Guiney came from an Irish American Catholic family and her father was a well-know Union officer in the Civil War. In the 1890s she was part of several literary societies, allowing her to interact with established as well as up-and-coming writers, and introduced several of the friends who would form the Visionists.
At a time when most clubs and societies were single-gender, the Visionists were an exception– Guiney took part in their mostly-male gatherings as did fellow writer Alice Brown. The journal The Knight Errant took it’s name from one of Guiney’s poems, included in the first issue.
Unlike her close friend F. Holland Day, who came from a wealthy family, Guiney had to find time for writing while working day jobs. She ran the Auburndale post office in Newton, Massachusetts, and later became a cataloguer at the Boston Public Library. In 1901 she moved to England, where she felt she could better focus on writing.
Guiney’s Catholic identity was very important to her at a time when discrimination against Irish Catholics was common in New England. In his autobiography Ralph Adams Cram recalls that many residents of Newton refused to use the Auburndale post office after learning it was run by a “Papist”. Her bohemian Boston friends flocked to Auburndale to buy stamps and insure she met her quota.
Guiney and her mother owned a beach house in Maine, nicknamed “Castle Guiney”. Day bought the house from them as a way of helping Louise financially, and renovated it to the “Little Good Harbor” estate where he did much of his later work and hosted fellow photographers.

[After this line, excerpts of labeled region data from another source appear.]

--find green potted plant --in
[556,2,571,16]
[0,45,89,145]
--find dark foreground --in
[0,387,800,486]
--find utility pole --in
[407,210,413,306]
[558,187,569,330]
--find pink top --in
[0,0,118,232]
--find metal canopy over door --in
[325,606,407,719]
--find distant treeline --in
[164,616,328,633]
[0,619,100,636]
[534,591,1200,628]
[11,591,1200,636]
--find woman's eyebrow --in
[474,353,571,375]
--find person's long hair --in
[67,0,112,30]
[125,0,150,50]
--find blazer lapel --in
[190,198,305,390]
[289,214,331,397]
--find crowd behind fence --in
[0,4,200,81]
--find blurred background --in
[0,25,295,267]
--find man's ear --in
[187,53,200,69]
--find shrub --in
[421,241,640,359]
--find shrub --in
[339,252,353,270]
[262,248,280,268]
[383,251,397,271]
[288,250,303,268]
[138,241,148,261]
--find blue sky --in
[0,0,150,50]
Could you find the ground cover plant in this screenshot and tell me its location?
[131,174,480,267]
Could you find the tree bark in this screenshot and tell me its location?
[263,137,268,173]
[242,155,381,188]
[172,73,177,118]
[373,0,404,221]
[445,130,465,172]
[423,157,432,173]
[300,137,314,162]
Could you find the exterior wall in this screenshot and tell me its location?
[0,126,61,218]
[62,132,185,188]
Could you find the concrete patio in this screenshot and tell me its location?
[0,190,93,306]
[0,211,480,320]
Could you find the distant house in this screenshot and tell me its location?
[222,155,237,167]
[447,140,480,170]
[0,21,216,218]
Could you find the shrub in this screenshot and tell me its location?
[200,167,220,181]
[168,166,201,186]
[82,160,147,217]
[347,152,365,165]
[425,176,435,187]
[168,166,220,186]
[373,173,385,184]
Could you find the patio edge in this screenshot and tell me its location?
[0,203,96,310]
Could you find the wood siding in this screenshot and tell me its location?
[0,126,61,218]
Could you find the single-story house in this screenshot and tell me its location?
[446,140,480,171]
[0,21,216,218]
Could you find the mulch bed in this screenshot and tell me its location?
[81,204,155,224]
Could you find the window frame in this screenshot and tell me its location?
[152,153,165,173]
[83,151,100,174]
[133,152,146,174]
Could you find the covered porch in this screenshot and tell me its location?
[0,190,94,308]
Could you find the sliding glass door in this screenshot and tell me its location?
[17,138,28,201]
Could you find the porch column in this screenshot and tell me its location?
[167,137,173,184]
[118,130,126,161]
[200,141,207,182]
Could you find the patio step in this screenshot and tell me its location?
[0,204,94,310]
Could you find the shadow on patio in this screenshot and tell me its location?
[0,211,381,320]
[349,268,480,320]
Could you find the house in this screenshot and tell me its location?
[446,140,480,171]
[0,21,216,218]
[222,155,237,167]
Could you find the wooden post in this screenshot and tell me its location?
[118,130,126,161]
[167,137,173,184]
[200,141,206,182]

Above: Portrait by F. Holland Day, 1893, of Louise Imogen Guiney, dressed as St. Barbara (with halo added in pencil!) St. Barbara is associated with soldiers and this persona may have been inspired by Guiney’s war hero father. Print in the Library of Congress.

Above: Drawing of Louise Imogen Guiney by Thomas Meteyard, her author picture for a book published by Copeland and Day.

Above: Portrait of Louise Imogen Guiney from Loyola University Special Collections.